So, what's it all about then?
One might say his work falls into the realms contemporary realism. Craig only works with oils on teak stretched Belgium linen.Or one might say his work fall into the realms "birthday cards for teenage boys," the kind given to them by their grannies. This sort of thing goes down well with the knowwhatIlikes, but to dignify its creator with an award just encourages it. Soon, there will be demands from sporting folk and their trophy wives for Mr Primrose's work be to bought for the nation, to displace all that so-called 'art' in Te Papa. Soon, our Government will be insisting that Mr Primrose and his like must represent New Zealand at Venice. Soon, he will be commissioned to portray our own dear Prime Minister, grinning and dressed in Rodd and Gunn casualwear.
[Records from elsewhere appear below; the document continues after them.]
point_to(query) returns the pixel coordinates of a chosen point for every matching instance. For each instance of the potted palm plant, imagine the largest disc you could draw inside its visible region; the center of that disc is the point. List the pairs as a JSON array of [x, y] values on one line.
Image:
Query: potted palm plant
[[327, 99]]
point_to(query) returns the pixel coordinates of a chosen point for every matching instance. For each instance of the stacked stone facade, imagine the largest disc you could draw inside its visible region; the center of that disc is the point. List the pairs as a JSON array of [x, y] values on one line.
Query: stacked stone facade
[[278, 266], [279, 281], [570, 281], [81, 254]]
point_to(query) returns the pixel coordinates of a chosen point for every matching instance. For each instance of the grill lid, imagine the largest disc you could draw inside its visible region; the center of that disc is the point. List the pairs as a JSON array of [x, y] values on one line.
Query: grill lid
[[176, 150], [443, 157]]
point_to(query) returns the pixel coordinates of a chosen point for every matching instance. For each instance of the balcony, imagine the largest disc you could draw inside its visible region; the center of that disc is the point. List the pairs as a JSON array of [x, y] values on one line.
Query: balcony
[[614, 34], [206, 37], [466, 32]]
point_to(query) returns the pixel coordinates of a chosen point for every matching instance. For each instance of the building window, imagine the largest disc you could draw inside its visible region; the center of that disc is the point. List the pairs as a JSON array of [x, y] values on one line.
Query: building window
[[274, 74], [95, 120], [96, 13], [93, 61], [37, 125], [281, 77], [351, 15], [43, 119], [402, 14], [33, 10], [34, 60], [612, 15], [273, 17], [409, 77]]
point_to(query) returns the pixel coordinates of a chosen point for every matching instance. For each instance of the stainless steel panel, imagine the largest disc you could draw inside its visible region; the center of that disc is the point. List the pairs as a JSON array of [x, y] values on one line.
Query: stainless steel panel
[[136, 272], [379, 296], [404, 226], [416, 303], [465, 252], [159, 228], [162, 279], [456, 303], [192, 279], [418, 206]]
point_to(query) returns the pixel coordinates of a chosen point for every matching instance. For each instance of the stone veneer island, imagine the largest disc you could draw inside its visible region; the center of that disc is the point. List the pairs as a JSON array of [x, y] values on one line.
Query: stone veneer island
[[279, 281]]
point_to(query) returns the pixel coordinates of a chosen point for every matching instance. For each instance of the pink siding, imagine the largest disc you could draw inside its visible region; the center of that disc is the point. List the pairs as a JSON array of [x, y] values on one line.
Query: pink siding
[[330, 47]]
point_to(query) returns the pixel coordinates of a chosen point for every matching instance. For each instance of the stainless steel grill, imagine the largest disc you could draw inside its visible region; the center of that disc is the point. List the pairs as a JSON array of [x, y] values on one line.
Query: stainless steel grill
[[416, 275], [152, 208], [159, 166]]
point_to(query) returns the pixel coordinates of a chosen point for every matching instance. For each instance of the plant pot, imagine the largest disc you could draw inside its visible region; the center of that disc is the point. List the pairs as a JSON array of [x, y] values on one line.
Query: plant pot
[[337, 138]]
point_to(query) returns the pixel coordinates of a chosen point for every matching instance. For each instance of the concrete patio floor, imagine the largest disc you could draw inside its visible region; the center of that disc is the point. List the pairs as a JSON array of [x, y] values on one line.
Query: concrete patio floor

With sell out exhibitions in New York and Silverstone [yes, really] his works are now found throughout Europe, Australia, Asia and America and through selected galleries in New Zealand with a Private Gallery soon to be opened at The Rees in Queenstown. With many private commissions Craig has rapidly become one of New Zealand’s most sought after artists with his work steadily increasing in value..an artist to watch
Me, I think it is all part of a Tory plan to replace art with sentiment, to transform our art galleries into shrines to Leadership and Success. Ahead of us is a landscape of public art made by Mr Primrose, by Weta Workshop and by sundry other non-artists. These men have gained approval from our political and economic masters for the values they represent and the representation of those values. Everything will be shown. There will be no space for doubt or ambiguity; dissent will be impossible. The purpose of art will be to denote, not to connote.
The propaganda for our times will be made by modellers and admen in bronze or with oils on teak stretched Belgium linen. For this they will be rewarded with money and with awards.